The only information I could find is not something you want to hear. Sorry.
(36) "Snow Beast" On Sale and Discontinued - worth buying? | Snowblower Forum


----------



## JJG723 (Mar 7, 2015)

Return it if you can.


----------



## Earnest E Dever (Dec 27, 2019)

JJG723 said:


> Return it if you can.


I only paid $200 for it. Its in great shape with a canopy. I really think this was a great buy for $200....


----------



## ou2mame (Dec 23, 2019)

Wow, it took China 60 years to copy the Ariens design.
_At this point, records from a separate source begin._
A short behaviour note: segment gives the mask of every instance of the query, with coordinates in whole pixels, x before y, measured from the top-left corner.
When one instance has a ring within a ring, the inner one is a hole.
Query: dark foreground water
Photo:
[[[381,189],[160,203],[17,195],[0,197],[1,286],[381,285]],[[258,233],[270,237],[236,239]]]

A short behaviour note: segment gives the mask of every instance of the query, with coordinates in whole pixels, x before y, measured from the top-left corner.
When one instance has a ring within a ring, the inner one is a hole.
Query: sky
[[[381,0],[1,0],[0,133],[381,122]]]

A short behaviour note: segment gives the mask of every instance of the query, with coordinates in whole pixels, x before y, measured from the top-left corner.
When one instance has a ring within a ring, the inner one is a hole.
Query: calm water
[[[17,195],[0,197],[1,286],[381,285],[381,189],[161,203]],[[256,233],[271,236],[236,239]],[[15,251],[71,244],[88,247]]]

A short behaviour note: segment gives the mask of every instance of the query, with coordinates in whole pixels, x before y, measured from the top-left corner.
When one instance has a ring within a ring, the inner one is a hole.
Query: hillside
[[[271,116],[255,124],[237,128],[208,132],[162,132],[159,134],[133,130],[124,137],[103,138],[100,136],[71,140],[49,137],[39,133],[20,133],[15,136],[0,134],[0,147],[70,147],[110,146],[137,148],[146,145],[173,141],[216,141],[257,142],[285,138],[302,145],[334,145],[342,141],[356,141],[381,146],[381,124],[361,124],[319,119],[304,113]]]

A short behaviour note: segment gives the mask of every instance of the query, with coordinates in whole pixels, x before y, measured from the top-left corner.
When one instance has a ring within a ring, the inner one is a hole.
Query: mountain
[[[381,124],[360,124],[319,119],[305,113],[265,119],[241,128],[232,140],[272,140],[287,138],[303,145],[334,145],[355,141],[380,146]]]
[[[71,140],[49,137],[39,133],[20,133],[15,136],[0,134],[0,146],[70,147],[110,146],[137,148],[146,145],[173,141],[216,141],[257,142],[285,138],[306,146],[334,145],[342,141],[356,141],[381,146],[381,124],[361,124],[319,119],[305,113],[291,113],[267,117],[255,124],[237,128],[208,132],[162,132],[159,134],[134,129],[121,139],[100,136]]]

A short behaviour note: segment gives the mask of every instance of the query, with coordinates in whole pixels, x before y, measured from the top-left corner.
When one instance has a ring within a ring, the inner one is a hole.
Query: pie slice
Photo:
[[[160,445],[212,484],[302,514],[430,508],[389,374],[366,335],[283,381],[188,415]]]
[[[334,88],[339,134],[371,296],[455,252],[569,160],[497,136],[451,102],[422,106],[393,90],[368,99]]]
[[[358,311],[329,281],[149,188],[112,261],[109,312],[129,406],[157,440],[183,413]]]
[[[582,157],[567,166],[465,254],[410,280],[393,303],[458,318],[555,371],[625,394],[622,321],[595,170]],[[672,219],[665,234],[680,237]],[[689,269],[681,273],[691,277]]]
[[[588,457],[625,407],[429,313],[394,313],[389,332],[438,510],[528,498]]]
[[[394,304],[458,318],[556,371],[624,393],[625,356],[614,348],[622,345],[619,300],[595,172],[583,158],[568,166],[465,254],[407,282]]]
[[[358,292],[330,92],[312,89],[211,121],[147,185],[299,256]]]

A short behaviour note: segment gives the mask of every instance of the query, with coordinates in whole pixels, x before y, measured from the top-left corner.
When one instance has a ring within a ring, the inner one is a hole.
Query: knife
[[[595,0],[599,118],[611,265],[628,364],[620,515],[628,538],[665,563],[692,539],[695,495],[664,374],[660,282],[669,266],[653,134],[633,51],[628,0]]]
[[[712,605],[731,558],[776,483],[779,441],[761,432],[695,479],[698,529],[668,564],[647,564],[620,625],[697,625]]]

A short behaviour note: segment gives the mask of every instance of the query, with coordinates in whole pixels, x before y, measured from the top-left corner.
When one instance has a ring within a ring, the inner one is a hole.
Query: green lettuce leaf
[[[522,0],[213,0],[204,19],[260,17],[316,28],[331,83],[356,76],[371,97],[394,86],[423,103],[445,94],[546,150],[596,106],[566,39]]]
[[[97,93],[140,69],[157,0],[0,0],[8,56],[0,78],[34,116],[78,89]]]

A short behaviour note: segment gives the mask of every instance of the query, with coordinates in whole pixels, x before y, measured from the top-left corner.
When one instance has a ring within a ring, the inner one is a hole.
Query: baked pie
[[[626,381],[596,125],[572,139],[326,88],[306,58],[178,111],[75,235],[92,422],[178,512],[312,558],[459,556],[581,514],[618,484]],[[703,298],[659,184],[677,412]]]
Snow Beast 36 in. Commercial 420 cc Electric Start 2-Stage Gas Snow Blower with Headlights, Bonus Drift Cutters and Clean-Out Tool 36SBM20M - The Home Depot


This heavy-duty Snow Beast snow blower powered by a 420 cc, 15 HP 120-Volt electric start engine transforms banks of snow into a clear path in a single pass. The 16 in. solid steel impeller along with



www.homedepot.com


----------



## Earnest E Dever (Dec 27, 2019)

ou2mame said:


> Wow, it took China 60 years to copy the Ariens design.
> 
> View attachment 172249
> 
> ...


So not a bad buy at $200 mine is a 32 inch


----------



## HCBPH (Mar 8, 2011)

You know, with the comments of this looking like a copy of an Ariens design; it's entirely possible some Ariens parts may fit it. Though for $200, it almost becomes a throwaway if something goes wrong in the future and you can't find parts for it.
Hope it works for you.


----------



## Big Ed (Feb 10, 2013)

Earnest E Dever said:


> So not a bad buy at $200 mine is a 32 inch


How about a few pictures of the Beast?


----------



## Earnest E Dever (Dec 27, 2019)

Ok I'll take some pictures


----------



## Ian Ariens 924 (Dec 22, 2015)

When you get it running ,and you like it,buy another one for parts.
You will be all set. $200 is a gift


----------



## Earnest E Dever (Dec 27, 2019)

Ian Ariens 924 said:


> When you get it running ,and you like it,buy another one for parts.
> You will be all set. $200 is a gift


Thats what I thought now I need to find out what chassie its built on....


----------



## Earnest E Dever (Dec 27, 2019)

Big Ed said:


> How about a few pictures of the Beast?


Here you go


----------



## Big Ed (Feb 10, 2013)

It looks, from what I see, to be in good shape.
Do you know the year? Do you have a manual?
Or, have you looked for one?
Did you find any numbers at all? 
On the motor or chassis somewhere?


----------



## Big Ed (Feb 10, 2013)

Why did you start another thread ? 
You have 2 Snowbeast threads.








Snowbeast?


I just bought a 11.5/32 snowbeast! It has some issues. The blower drives fine until I hit the snow than the drive wheel slips. I cleaned the wheel and sanded the disc and adjusted the tension and it still slips. I verified this by taking a video of it slipping I will try and post. So if my...




www.snowblowerforum.com


----------



## sscotsman (Dec 8, 2010)

Earnest E Dever said:


> I only paid $200 for it. Its in great shape with a canopy. I really think this was a great buy for $200....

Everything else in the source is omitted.